Das Vakuum ist also ein komplizierter, aber faszinierender Zustand, und mit ein bisschen Mühe kann man aber durchaus ein bisschen Intuition gewinnen, wie er funktioniert. (Falls euch das beim ersten Lesen nicht gleich gelingt, lasst euch nicht frustrieren – ich habe insgesamt etwa zwei Monate lang immer wieder drüber nachgedacht (und bin manchmal sogar nachts deswegen aufgewacht, weil irgendwelche Prozessoren im Hinterkopf pausenlos mit der QFT beschäftigt waren), bis ich diesen Teil der Serie so schreiben konnte. Ich hoffe, ich habe es so aufbereitet, dass ihr es etwas leichter habt.)

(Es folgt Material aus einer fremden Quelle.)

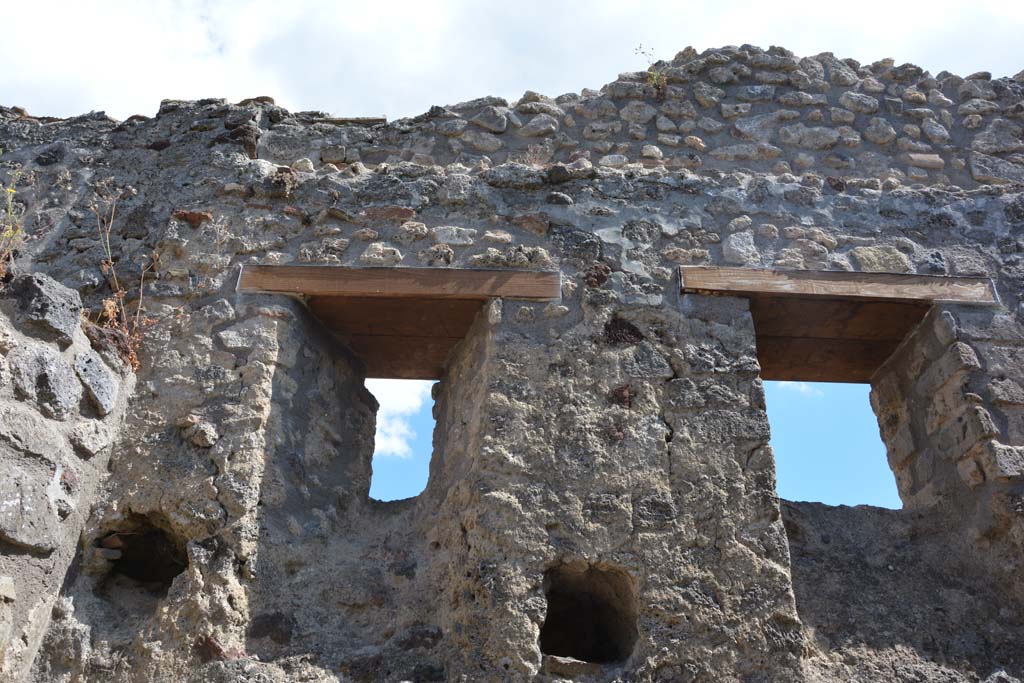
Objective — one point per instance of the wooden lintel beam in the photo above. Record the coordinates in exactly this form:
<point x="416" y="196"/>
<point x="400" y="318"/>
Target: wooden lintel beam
<point x="837" y="285"/>
<point x="399" y="283"/>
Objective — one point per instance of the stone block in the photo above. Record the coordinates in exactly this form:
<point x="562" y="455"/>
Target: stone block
<point x="100" y="384"/>
<point x="956" y="359"/>
<point x="43" y="377"/>
<point x="26" y="517"/>
<point x="999" y="462"/>
<point x="51" y="310"/>
<point x="963" y="433"/>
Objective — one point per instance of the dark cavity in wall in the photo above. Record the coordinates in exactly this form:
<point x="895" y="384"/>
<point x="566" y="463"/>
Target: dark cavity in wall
<point x="144" y="554"/>
<point x="592" y="614"/>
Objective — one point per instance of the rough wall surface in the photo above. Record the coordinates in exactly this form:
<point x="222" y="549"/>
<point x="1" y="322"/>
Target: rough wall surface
<point x="612" y="441"/>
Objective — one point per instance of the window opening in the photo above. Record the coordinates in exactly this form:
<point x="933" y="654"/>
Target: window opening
<point x="403" y="440"/>
<point x="826" y="444"/>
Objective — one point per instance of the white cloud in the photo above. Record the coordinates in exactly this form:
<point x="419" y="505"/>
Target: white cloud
<point x="355" y="58"/>
<point x="399" y="401"/>
<point x="804" y="388"/>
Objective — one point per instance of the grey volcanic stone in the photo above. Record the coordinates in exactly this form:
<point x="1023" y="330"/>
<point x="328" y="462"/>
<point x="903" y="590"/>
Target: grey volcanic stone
<point x="53" y="310"/>
<point x="42" y="375"/>
<point x="26" y="517"/>
<point x="99" y="382"/>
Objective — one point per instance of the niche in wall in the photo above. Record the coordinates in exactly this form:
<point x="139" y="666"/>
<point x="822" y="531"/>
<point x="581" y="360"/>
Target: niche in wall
<point x="592" y="613"/>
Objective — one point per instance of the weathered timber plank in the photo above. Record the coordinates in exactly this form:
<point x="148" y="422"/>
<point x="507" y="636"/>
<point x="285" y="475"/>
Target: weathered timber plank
<point x="870" y="286"/>
<point x="395" y="317"/>
<point x="401" y="357"/>
<point x="821" y="359"/>
<point x="835" y="318"/>
<point x="399" y="283"/>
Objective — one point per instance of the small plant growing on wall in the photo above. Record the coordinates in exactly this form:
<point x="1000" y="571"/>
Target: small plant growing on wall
<point x="655" y="73"/>
<point x="10" y="226"/>
<point x="115" y="313"/>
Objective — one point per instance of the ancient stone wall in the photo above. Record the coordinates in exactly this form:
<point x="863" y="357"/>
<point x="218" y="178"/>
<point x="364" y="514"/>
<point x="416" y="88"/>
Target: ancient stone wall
<point x="62" y="394"/>
<point x="604" y="452"/>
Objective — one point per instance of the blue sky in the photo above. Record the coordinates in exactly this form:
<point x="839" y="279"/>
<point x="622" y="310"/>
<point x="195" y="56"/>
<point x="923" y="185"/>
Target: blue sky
<point x="824" y="436"/>
<point x="352" y="57"/>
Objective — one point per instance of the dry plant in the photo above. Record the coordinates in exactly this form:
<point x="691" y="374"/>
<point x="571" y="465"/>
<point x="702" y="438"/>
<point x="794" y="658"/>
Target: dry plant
<point x="114" y="312"/>
<point x="10" y="225"/>
<point x="655" y="74"/>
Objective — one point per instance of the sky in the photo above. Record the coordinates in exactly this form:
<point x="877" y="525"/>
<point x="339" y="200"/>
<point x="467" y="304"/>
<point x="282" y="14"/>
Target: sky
<point x="64" y="57"/>
<point x="824" y="436"/>
<point x="397" y="58"/>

Das Traurige hier ist, dass ihr nichts von dieser Faszination in den normalen QFT-Büchern findet (Hatfield ist die lobenswerte Ausnahme, ist aber als Lehrbuch meines Wissens eher unüblich). Dort wird der Vakuumzustand |0〉 meist einfach über eine Gleichung eingeführt, die so aussieht:
a |0〉=0
(Was es damit auf sich hat, erkläre ich vielleicht auch noch mal irgendwann.) Dann wird erklärt, dass |0〉 der Vakuumzustand ist, der durch diese Gleichung definiert ist – und das war’s. Eventuell wird noch der sogenannte Casimir-Effekt1 vorgerechnet, allerdings auch rein mathematisch, und dann eventuell mit ein paar Sätzen über “Vakuumfluktuationen”, Nullpunktsenergie etc. gewürzt, ohne jemals zu erklären, wie genau die Überlagerung all dieser Feldzustände eigentlich funktioniert. Ein leider nicht völlig untypisches Beispiel für die oft seltsame Didaktik in der Physik, in der Formeln nicht mit Leben erfüllt werden und deshalb viel Anschauung verloren geht. Aber über diese seltsame Didaktik der Physik schreibe ich bestimmt auch mal irgendwann…
1Achtung, der Wiki-Link zum Casimir-Effekt ist nur bedingt gut, weil er von “kurzfristig aus dem Vakuum” erzeugten virtuellen Teilchen redet – das ist aber Kram, wie Ihr jetzt wisst.